ABS sensors are on your outboard axles cups either the axle or bearings on just about every car. If you look for wiring going to the knuckle/spindles, you'll find them


----------



## ECPunk (May 16, 2008)

GTijoejoe said:


> ABS sensors are on your outboard axles cups either the axle or bearings on just about every car. If you look for wiring going to the knuckle/spindles, you'll find them


For some reason i must have missed them. I thought i only saw one sensor cable running to the hub for the brake pads sensors. I knew it had to be there. its a little more obvious on my jeep with big tone rings and sensors. 
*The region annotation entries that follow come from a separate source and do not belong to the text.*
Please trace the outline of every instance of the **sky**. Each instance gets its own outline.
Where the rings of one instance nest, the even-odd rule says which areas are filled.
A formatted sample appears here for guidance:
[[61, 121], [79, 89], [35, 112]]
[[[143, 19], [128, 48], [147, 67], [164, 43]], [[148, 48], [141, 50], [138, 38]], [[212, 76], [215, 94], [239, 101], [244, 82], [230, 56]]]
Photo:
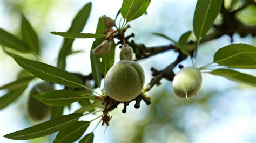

What other causes are should i look into for the ABS and ASR lights to be on?


----------



## GTijoejoe (Oct 6, 2001)

Faulty modulator... in one shape or form being from electronics or the actual unit. 90% of the time he has something to do with the ABS sensing system... encoders or abs sensor.


----------



## ECPunk (May 16, 2008)

it has to be something loose, bad connections, or a sesnor working intermittantly, because the lights are off again. They have been off for two days now. I need to get under there and check. Tomorrow is the first dry day I will have had in a week. I hope to have time tomorrow.


----------



## sigmoidfrond (Jun 15, 2006)

Does anyone have a procedure for chasing down which wire or sensor? Haynes manual says to go to a dealer but I'm a bit tired of that kind of $. I can do the mechanics but am always flummoxed by the electrical.

I have a similar problem: ABS light comes on and brakes work old-school. ABS light goes off and they work like they should. Comes and goes, so I'm pretty sure it's a bad wire, but unless it's an obvious break I can't see it. Any word on how to test continuity on these sensors, or at least a technical bulletin?


----------